A new study examined the psychological benefits of lucid dreaming. 

a man wearing a sleep mask sleeping in a bed

While the origin and purpose of dreams remain elusive to researchers, it has been found that lucid dreams are linked to better mental health.

Experts have long debated the origin, purpose, and meaning of dreams. Speculation has varied wildly: dreams are just the result of randomly firing neurons, or are representations of our subconscious, or a way for the brain to exercise during sleep.

But research published in Frontiers of Psychology suggests that no matter where dreams come from, it seems that lucid dreaming is linked to good psychological health.

A lucid dream is a special type of dream in which the dreamer is aware they are dreaming and can at least partially control what happens in it.

According to some statistics, half of all people have experienced at least one lucid dream, and 20% of people are frequent lucid dreamers who have at least one lucid dream per month.
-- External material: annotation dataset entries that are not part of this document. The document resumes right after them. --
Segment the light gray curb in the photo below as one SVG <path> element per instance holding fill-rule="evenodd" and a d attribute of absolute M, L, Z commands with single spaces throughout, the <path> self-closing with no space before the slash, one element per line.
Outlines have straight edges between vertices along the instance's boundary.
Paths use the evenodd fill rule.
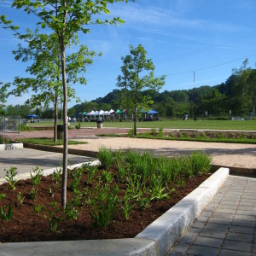
<path fill-rule="evenodd" d="M 206 205 L 224 184 L 229 172 L 228 168 L 218 169 L 136 237 L 155 241 L 159 247 L 157 255 L 164 255 L 199 217 Z"/>
<path fill-rule="evenodd" d="M 135 238 L 2 243 L 0 255 L 165 255 L 175 241 L 199 217 L 228 176 L 228 168 L 218 169 Z"/>
<path fill-rule="evenodd" d="M 13 150 L 23 148 L 23 143 L 0 144 L 0 150 Z"/>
The study was done by psychologists at Israel’s Ben-Gurion University. They had 187 undergraduate students keep a dream diary for two weeks. The results were measured against various self-reported psychological factors, ranging from sleep quality to anxiety and stress levels.

The results showed that, on average, those who experienced lucid dreams more frequently experienced less psychological distress. Furthermore, it was found that those who had more frequent, more intense lucid dreams with a greater degree of control experienced even less psychological distress, including lower levels of depression, anxiety and stress.

The researchers clarified that intentionally inducing lucid dreams, with techniques such as lucid dreaming treatment (LDT), does not cause your mental health to suddenly improve. It’s merely an indicator, not a cause and effect.

In fact, doing so could make things worse—those who subject themselves to LDT might find themselves with sleep problems and symptoms of schizotypy.

There are active steps that people can take to improve their mental health, including treatment and medication, but Forbes cited a number of studies that reveal an easier, more interesting pathway to better mental health: complaining.

It works because complaining allows people to talk out their bad feelings and potentially accept and release them. However, experts warn that complaining can be a double-edged sword if done incorrectly.

“Your brain loves efficiency and doesn’t like to work any harder than it has to. When you repeat a behavior, such as complaining, your neurons branch out to each other to ease the flow of information,” said Dr. Travis Bradberry.

“This makes it much easier to repeat that behavior in the future... Repeated complaining rewires your brain to make future complaining more likely. Over time, you find it’s easier to be negative than to be positive, regardless of what’s happening around you.”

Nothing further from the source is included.